6.2 Institutions must provide that failure of a student to maintain coverage as required by the Policy is a violation of the institution’s student code of conduct and grounds for disciplinary action.
Definitions
Essential Minimum Benefits: A comprehensive package of benefits and services that must be included in a PPACA compliant health care plan including:
- Ambulatory patient services
- Emergency services
- Hospitalization (such as surgery)
- Pregnancy, maternity, and newborn care (care for a mother and baby before and after the baby is born)
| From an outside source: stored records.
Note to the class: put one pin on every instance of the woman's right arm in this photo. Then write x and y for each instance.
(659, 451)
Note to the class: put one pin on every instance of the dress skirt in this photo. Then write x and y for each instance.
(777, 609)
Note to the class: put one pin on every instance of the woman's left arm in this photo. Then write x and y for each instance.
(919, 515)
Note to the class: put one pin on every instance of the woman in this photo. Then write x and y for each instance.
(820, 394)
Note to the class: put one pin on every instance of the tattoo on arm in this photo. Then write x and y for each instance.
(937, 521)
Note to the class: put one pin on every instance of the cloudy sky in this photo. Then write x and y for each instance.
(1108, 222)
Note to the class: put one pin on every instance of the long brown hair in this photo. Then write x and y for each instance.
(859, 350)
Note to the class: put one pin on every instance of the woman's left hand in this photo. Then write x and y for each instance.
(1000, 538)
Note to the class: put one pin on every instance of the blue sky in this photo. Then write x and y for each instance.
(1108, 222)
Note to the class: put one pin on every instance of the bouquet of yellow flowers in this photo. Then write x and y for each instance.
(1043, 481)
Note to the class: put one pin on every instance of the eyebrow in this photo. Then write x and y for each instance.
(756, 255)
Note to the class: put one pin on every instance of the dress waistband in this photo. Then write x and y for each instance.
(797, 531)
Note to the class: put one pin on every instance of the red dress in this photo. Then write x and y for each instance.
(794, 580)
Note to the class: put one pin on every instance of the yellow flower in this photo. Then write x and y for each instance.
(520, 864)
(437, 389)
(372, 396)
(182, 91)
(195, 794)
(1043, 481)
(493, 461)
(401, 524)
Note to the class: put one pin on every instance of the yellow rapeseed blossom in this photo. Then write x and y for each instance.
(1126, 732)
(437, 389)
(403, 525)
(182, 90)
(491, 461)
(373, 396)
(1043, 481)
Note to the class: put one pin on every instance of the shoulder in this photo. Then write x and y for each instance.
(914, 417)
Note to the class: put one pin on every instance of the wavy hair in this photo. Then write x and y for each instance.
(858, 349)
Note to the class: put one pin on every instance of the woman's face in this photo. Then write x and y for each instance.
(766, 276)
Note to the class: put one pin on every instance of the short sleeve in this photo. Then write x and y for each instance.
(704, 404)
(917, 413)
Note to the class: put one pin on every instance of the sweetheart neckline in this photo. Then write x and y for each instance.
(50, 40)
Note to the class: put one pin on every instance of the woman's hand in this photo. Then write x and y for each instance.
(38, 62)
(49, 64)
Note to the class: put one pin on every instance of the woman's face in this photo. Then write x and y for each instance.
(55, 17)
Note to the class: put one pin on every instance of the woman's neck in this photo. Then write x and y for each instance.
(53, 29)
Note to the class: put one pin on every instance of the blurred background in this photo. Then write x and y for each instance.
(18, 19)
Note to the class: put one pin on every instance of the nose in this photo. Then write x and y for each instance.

- Mental health and substance use disorder services, including behavioral health treatment including counseling and psychotherapy)
- Prescription drugs
- Rehabilitative and habilitative services and devices
- Laboratory services
- Preventive and wellness services and chronic disease management
Preventative Care Medical care that must be offered to participants in health coverage with no out of pocket costs to the plan enrollee including:
- Evidenced-based items or services that have in effect a rating of "A" or "B" in the current recommendations of the United States Preventive Services Task Force (USPSTF) with respect to the individual involved;
- Immunizations for routine use in children, adolescents, and adults that have in effect a recommendation from the Advisory Committee on Immunization Practices (ACIP) of the Centers for Disease Control and Prevention (CDC) with respect to the individual involved;
- If the participant is an infant, child, or adolescent, evidence-informed preventive care and screenings provided for in the comprehensive guidelines supported by the Health Resources and Services Administration (HRSA); and
- If the participant is a women, evidence-informed preventive care and screening provided for in comprehensive guidelines supported by HRSA, to the extent not already included in certain recommendations of the USPSTF.
Short Term Limited Duration Plans Health insurance coverage provided pursuant to a contract with an issuer that has an expiration date specified in the contract (taking into account any extensions that may be elected by the policyholder without the issuer’s consent) that is less than 12 months after the original effective date of the contract. Such plans include policies for foreign students studying for only one or two semesters in the U.S.